MENSAGEM DO PAPA FRANCISCO
AOS PARTICIPANTES NA 108ª SESSÃO DA CONFERÊNCIA
INTERNACIONAL DO TRABALHO
[10-21 DE JUNHO DE 2019, GENEBRA]
Saudações
É uma honra e uma alegria para a Santa Sé participar nesta 108ª assembleia da Organização Internacional do Trabalho. Dirijo um agradecimento particular ao Diretor-Geral, Senhor Guy Ryder, que gentilmente me convidou para apresentar esta mensagem, e que — em várias ocasiões — me convidou para visitar os escritórios da OIT em Genebra, convite que espero poder aceitar, assim que os meus compromissos mo permitirem.
A fim de manifestar a minha gratidão e o meu apreço pela vitalidade da vossa instituição já centenária, mas ainda jovem, gostaria de começar ressaltando a importância que o trabalho tem para a humanidade e para o planeta. Não obstante todos os nossos esforços a favor da construção da paz, da justiça social e das normas de trabalho,[1] ainda estamos diante de graves problemas de desemprego, exploração, tráfico de seres humanos e trabalho escravo, salários injustos, ambientes de trabalho insalubres, empobrecimento dos ambientes naturais, métodos tecnológicos e práticas questionáveis.
Trabalho e realização pessoal e socioecológica
O trabalho não é apenas algo que levamos a cabo em troca de alguma outra coisa. O trabalho é, antes e acima de tudo, «uma necessidade, faz parte do sentido da vida nesta terra, é caminho de maturação, desenvolvimento humano e realização pessoal».[2] Ele tem também uma dimensão subjetiva. É uma expressão do nosso ser criados à imagem e semelhança de Deus, o Trabalhador (cf. Gn 2, 3). Portanto, «somos chamados ao trabalho desde a nossa criação».[3]

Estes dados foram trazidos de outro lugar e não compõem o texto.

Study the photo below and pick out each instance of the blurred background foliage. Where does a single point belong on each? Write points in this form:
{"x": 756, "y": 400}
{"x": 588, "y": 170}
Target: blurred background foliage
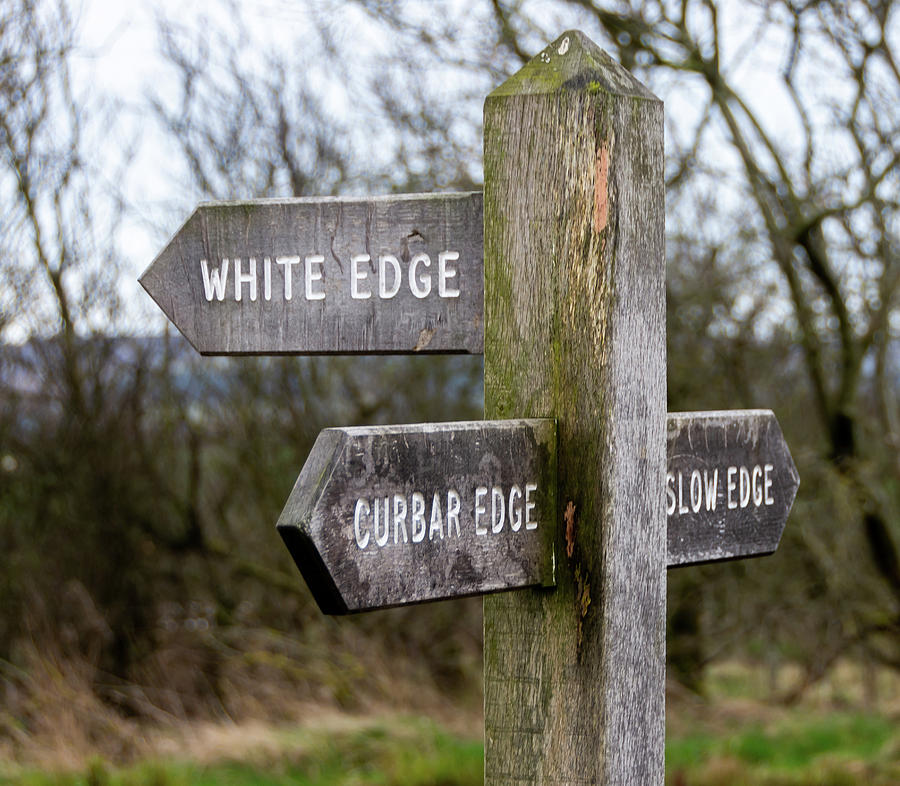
{"x": 139, "y": 483}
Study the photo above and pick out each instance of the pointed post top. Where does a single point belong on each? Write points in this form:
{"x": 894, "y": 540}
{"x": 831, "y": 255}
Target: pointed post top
{"x": 572, "y": 62}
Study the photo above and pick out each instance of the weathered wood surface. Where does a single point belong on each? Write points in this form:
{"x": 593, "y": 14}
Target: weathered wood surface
{"x": 575, "y": 330}
{"x": 471, "y": 509}
{"x": 398, "y": 274}
{"x": 730, "y": 484}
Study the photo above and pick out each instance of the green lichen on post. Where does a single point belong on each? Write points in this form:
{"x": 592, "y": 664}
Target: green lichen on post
{"x": 572, "y": 62}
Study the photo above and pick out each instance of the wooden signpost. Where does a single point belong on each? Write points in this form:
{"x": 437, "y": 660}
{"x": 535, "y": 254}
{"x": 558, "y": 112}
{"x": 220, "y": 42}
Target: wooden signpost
{"x": 326, "y": 275}
{"x": 390, "y": 515}
{"x": 567, "y": 494}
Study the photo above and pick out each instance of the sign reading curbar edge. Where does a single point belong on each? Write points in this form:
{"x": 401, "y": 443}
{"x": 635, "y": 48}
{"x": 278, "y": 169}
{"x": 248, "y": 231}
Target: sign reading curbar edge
{"x": 327, "y": 275}
{"x": 389, "y": 515}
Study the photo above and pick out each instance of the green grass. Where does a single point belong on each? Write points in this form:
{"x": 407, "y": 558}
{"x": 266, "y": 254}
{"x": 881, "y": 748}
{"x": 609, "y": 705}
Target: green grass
{"x": 833, "y": 748}
{"x": 415, "y": 753}
{"x": 798, "y": 749}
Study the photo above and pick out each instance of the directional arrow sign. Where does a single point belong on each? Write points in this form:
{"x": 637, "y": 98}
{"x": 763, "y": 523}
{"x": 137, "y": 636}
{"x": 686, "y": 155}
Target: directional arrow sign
{"x": 730, "y": 484}
{"x": 326, "y": 275}
{"x": 391, "y": 515}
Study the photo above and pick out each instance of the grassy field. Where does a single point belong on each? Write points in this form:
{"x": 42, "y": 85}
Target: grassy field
{"x": 831, "y": 739}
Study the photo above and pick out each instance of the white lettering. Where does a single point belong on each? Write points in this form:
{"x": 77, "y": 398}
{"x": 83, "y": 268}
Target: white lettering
{"x": 453, "y": 506}
{"x": 682, "y": 508}
{"x": 670, "y": 493}
{"x": 757, "y": 486}
{"x": 399, "y": 517}
{"x": 515, "y": 511}
{"x": 445, "y": 273}
{"x": 712, "y": 489}
{"x": 357, "y": 275}
{"x": 437, "y": 520}
{"x": 696, "y": 485}
{"x": 287, "y": 263}
{"x": 497, "y": 504}
{"x": 312, "y": 276}
{"x": 214, "y": 280}
{"x": 732, "y": 503}
{"x": 767, "y": 485}
{"x": 529, "y": 505}
{"x": 745, "y": 487}
{"x": 241, "y": 278}
{"x": 383, "y": 262}
{"x": 422, "y": 286}
{"x": 381, "y": 538}
{"x": 418, "y": 517}
{"x": 480, "y": 529}
{"x": 362, "y": 509}
{"x": 267, "y": 278}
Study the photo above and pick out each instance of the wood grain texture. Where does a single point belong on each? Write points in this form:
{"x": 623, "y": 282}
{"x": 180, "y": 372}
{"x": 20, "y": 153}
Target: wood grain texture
{"x": 575, "y": 330}
{"x": 730, "y": 484}
{"x": 498, "y": 477}
{"x": 279, "y": 318}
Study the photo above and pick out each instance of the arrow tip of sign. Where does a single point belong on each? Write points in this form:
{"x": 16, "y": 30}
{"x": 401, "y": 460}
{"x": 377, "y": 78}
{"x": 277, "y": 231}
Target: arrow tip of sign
{"x": 318, "y": 578}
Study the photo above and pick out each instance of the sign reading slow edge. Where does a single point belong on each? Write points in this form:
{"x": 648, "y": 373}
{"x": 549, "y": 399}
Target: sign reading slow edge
{"x": 390, "y": 515}
{"x": 730, "y": 484}
{"x": 327, "y": 275}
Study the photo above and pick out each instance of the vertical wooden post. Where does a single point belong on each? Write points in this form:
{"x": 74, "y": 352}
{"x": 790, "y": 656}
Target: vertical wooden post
{"x": 575, "y": 329}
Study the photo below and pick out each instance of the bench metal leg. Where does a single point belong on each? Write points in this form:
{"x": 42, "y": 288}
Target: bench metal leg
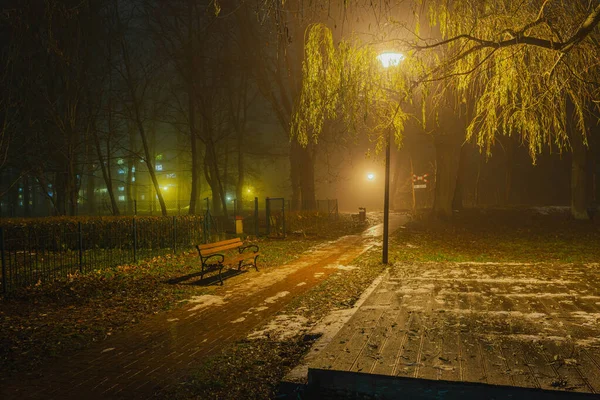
{"x": 220, "y": 269}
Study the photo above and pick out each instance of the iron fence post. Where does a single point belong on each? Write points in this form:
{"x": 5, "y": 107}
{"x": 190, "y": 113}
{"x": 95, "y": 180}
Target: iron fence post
{"x": 80, "y": 245}
{"x": 256, "y": 216}
{"x": 134, "y": 240}
{"x": 268, "y": 212}
{"x": 3, "y": 258}
{"x": 174, "y": 234}
{"x": 283, "y": 212}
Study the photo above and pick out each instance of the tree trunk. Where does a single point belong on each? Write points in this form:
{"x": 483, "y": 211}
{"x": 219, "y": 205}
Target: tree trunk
{"x": 578, "y": 177}
{"x": 295, "y": 173}
{"x": 138, "y": 118}
{"x": 26, "y": 197}
{"x": 239, "y": 194}
{"x": 459, "y": 191}
{"x": 509, "y": 149}
{"x": 192, "y": 114}
{"x": 302, "y": 176}
{"x": 211, "y": 172}
{"x": 447, "y": 153}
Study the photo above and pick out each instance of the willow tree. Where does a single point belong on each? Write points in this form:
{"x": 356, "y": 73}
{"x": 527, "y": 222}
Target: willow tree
{"x": 527, "y": 69}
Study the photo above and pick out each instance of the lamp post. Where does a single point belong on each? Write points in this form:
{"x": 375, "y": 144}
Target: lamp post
{"x": 387, "y": 60}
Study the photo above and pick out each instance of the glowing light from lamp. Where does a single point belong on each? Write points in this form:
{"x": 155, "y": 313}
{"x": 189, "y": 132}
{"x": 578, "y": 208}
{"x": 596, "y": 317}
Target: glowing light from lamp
{"x": 390, "y": 59}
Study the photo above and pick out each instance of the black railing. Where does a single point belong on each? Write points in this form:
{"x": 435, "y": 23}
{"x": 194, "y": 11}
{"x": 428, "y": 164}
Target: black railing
{"x": 37, "y": 253}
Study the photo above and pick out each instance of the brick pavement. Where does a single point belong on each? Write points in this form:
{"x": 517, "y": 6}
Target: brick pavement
{"x": 524, "y": 325}
{"x": 156, "y": 353}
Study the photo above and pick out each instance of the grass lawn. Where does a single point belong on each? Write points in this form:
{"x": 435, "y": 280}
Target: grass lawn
{"x": 252, "y": 369}
{"x": 59, "y": 318}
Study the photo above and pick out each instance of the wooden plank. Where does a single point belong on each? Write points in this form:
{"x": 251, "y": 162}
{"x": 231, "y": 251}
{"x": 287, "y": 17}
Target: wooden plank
{"x": 353, "y": 348}
{"x": 589, "y": 361}
{"x": 339, "y": 343}
{"x": 217, "y": 250}
{"x": 219, "y": 244}
{"x": 393, "y": 346}
{"x": 373, "y": 347}
{"x": 561, "y": 356}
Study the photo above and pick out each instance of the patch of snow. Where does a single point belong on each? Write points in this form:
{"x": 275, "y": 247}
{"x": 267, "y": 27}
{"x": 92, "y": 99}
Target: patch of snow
{"x": 531, "y": 281}
{"x": 282, "y": 327}
{"x": 545, "y": 210}
{"x": 408, "y": 290}
{"x": 342, "y": 267}
{"x": 278, "y": 296}
{"x": 205, "y": 301}
{"x": 255, "y": 309}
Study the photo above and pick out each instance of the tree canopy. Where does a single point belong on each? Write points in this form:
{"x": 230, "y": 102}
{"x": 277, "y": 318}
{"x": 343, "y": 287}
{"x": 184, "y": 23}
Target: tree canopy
{"x": 521, "y": 67}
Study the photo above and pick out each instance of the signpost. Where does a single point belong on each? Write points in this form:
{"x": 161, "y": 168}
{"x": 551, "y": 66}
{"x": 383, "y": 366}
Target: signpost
{"x": 420, "y": 181}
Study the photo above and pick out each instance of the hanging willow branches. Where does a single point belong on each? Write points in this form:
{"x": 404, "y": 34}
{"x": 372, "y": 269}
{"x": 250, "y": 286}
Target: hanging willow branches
{"x": 518, "y": 63}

Além de ser essencial para a realização da pessoa, o trabalho é também fundamental para o desenvolvimento social. O meu predecessor São João Paulo II expressou-o muito bem quando explicou que «trabalhar é um trabalhar com os outros e um trabalhar para os outros» (Centesimus annus, 31); e como seu fruto, o trabalho oferece «ocasião de intercâmbios, de relações e de encontro».[4] Todos os dias, milhões de pessoas cooperam para o desenvolvimento através das suas atividades manuais ou intelectuais, nas grandes cidades ou nas áreas rurais, com tarefas sofisticadas ou simples. Todas são expressão de um amor concreto pela promoção do bem comum, de um amor civil.[5]
No entanto, a nossa vocação para o trabalho está também indissoluvelmente ligada ao modo como interagimos com o nosso meio ambiente e com a natureza. Somos chamados a trabalhar, a «cultivar e guardar» o jardim do mundo (cf. Gn 2, 15), nomeadamente, a cultivar o solo da terra para satisfazer as nossas necessidades, sem esquecer de cuidar dela e de a proteger.[6] O trabalho é um caminho de crescimento, mas só se for um crescimento integral que contribui para todo o ecossistema da vida: para os indivíduos, as sociedades e o planeta.
Portanto, o trabalho não pode ser considerado uma mercadoria, nem um mero instrumento na cadeia de produção de bens e serviços.[7] Pelo contrário, dado que constitui a base para o desenvolvimento humano, o trabalho tem a prioridade sobre todos os outros fatores da produção, inclusive o capital.[8] Daqui deriva o imperativo ético de «defender os postos de trabalho»,[9] e de criar novos empregos em proporção ao crescimento da viabilidade económica,[10] assim como de assegurar a dignidade do próprio trabalho.[11]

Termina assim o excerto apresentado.